Ingest data from cloud object storage

This article lists the ways you can configure incremental ingestion from cloud object storage.

Add data UI

To learn how to use the add data UI to create a managed table from data in cloud object storage, see Load data using a Unity Catalog external location.

Notebook or SQL editor

This section describes options for configuring incremental ingestion from cloud object storage using a notebook or the Databricks SQL editor.

Auto Loader

Auto Loader incrementally and efficiently processes new data files as they arrive in cloud storage without additional setup. Auto Loader provides a Structured Streaming source called cloudFiles. Given an input directory path on the cloud file storage, the cloudFiles source automatically processes new files as they arrive, with the option of also processing existing files in that directory.

COPY INTO

With COPY INTO, SQL users can idempotently and incrementally ingest data from cloud object storage into Delta tables. You can use COPY INTO in Databricks SQL, notebooks, and Databricks Jobs.

When to use COPY INTO and when to use Auto Loader

Here are a few things to consider when choosing between Auto Loader and COPY INTO:

  • If you're going to ingest files in the order of thousands over time, you can use COPY INTO. If you are expecting files in the order of millions or more over time, use Auto Loader. Auto Loader requires fewer total operations to discover files compared to COPY INTO and can split the processing into multiple batches, which means that Auto Loader is less expensive and more efficient at scale.
  • If your data schema is going to evolve frequently, Auto Loader provides better primitive data types around schema inference and evolution.
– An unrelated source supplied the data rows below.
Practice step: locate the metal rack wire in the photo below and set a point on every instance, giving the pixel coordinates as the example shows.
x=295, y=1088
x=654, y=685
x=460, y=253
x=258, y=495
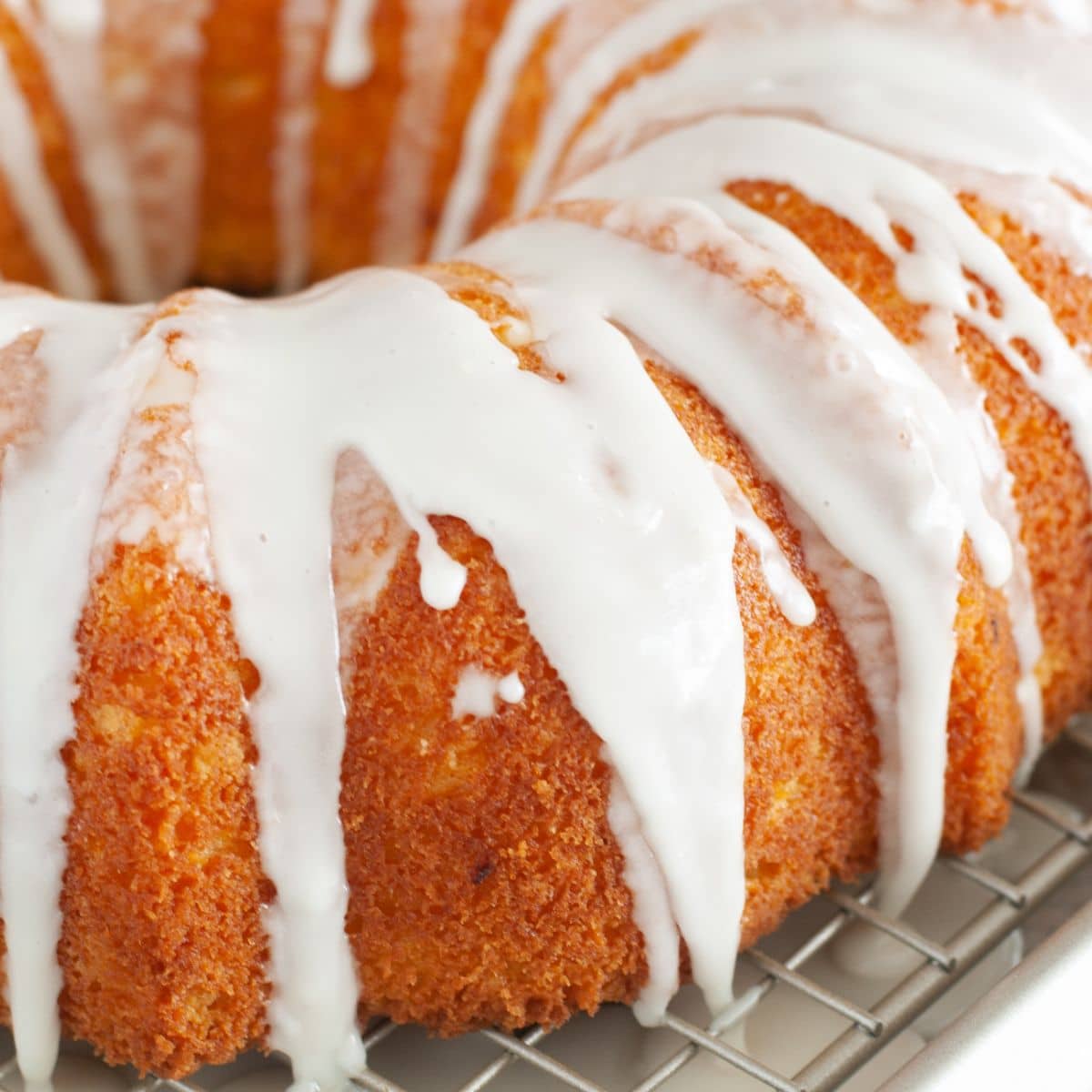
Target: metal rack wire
x=869, y=1030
See Configure schema inference and evolution in Auto Loader for more details.
  • Loading a subset of re-uploaded files can be a bit easier to manage with COPY INTO. With Auto Loader, it's harder to reprocess a select subset of files. However, you can use COPY INTO to reload the subset of files while an Auto Loader stream is running simultaneously.

Automate ETL with Delta Live Tables and Auto Loader

You can simplify deployment of scalable, incremental ingestion infrastructure with Auto Loader and Delta Live Tables. Delta Live Tables does not use the standard interactive execution found in notebooks, instead it emphasizes deployment of infrastructure ready for production.

Third-party ingestion tools

Databricks validates technology partner integrations that enable you to ingest from various sources, including cloud object storage. These integrations enable low-code, scalable data ingestion from a variety of sources into Azure Databricks. See Technology partners.